Подъехали мигом санки казенные, кошмами глухо крытые. Сильные руки втянули дворецкого внутрь возка, и санки понеслись. Два господина сидели по бокам от маршалка, предупредили:
– Ша! Теперича не рыпнись… Слово и дело!
Санки Тайной розыскных дел канцелярии дорог не признавали. Лошади смело ухнули на лед Мойки, мчали рысью до Фонтанки. А потом привычно завернули налево, неслись в ржанье и топоте вдоль арсеналов пушечных, мелькали черные деревья Летнего сада, и вынесли сани в простор – на Неву! Кубанец даже обомлел – кони рвали грудью ветер, закидывали гривы набок, а впереди уже росла крепость Петропавловская. Санки со свистом пролетели под Петровские ворота, из ниш которых глядели Беллона с Минервою; вот и кордегардия, вот и караульни, вот и костры… Тайная канцелярия!
Ушаков увидел перед собой калмыка в богатом кафтане. Встретил на себе упорный взгляд глаз Кубанца – раскосых и хитрых.
– Да-а, – начал Ушаков издалека, – я вот таких кафтанов, какой у тебя, смолоду не нашивал. Сядь-ка, милый, послушь меня, старика… Бедный я, сиротинкой остался! Помню, четверо нас, братиков Ушаковых, без отца, без матушки возрастали. А владели мы – дворяне! – всего одним крепостным, коего, как сейчас помню, Анохою звали. И был у нас на четырех дворян и одного мужика токмо един балахон холстяной. В лаптях-семиричках я с девками по грибы хаживал, и теми грибами мы скудно кормились. Сушили их на зиму, солили… Бедность! А теперь, – сказал великий инквизитор, – боженька почел за благо меня возвеличить… Сядь, не торчи!

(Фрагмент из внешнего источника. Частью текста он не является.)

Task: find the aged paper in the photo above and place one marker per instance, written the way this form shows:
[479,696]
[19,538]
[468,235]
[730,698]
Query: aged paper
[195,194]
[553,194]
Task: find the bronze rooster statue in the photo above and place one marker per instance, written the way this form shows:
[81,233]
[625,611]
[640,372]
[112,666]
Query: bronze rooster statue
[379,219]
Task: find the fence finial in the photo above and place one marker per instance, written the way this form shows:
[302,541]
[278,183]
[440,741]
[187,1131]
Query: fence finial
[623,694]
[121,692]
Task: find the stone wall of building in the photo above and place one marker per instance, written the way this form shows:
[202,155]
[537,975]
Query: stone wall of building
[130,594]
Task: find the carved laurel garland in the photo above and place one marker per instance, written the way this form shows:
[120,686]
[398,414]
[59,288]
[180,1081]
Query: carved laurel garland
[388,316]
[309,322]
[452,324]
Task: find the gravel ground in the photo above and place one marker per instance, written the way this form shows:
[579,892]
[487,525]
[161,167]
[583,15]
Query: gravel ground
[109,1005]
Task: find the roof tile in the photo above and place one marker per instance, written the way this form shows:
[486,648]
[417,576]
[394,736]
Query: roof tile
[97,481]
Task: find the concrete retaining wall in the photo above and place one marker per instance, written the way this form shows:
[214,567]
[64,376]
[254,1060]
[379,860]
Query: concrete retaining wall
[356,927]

Кубанец сел. Ушаков витийствовал далее:
– Ты как думаешь, парень? Коли в Тайную по «слову и делу» попался, так тебе сразу здесь кости расчленять станут? Или утюгом горячим по спине гладить?.. Не верь, братец. Пустое! Это вредные слухи ходят. На самом деле, мы состоим тут по указу государыни для подаяния людям самой первой и самой неотложной помощи, чтобы на верный путь заблудших наставить…

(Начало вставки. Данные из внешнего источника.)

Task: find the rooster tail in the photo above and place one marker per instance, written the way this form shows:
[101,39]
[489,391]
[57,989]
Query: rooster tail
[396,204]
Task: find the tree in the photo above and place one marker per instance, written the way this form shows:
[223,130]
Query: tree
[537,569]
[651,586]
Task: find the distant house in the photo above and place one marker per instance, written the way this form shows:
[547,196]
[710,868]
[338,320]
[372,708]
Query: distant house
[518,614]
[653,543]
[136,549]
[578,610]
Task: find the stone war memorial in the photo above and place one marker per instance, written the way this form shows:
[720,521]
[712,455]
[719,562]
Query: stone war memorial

Кубанец отмалчивался, весь в страхе. Но собою калмык хорошо владел, и это Андрею Ивановичу даже понравилось.
– Ты вот что, Василь Василич, – спросил он его, – отвечай мне по чистой совести: у тебя голова когда- нибудь болит?
– Нет, – кратко сказал Кубанец.
– А у меня иной день просто разламывается, – пожаловался Ушаков: запустил он пальцы под парик, гладил лысое темя. – Нуждаюсь я, – вздохнул он. – Нуждаюсь от жалости к людям… Эки они дурные и глупые, с ними забот не оберешься. С того, видать, и болит моя головушка, что уж больно люди глупые стали…

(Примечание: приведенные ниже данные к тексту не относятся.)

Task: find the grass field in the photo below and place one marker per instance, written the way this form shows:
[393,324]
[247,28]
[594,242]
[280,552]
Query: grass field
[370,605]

Ярко блестели глаза раскосые. Ушаков спросил:
– Ну, ладно. Расскажи, как далее жизнь свою строить будешь? Одет ты красочно. Сыт вроде. Не заморил тебя господин твой… Но по глазам вижу: нету счастья тебе, и не будет! Какое ж счастье в рабстве подневольном? А ведь мог бы ты… мог бы, – намекнул Ушаков, – жить по-людски. Тебе бы жениться впору… домок заиметь… торговал бы… крупами, скажем!.. Детишек бы в люди выводил. Глядь, и в старости тебе утешение…
Кубанец разомкнул темные, как старая медь, губы:
– Рабства не дано избежать.
– Избежать единой смерти не можно, – отвечал Ушаков, доставая бумагу и перья. – А от рабства бежать легко, ежели с умом быть. Вот ты и садись теперь… садись и пиши!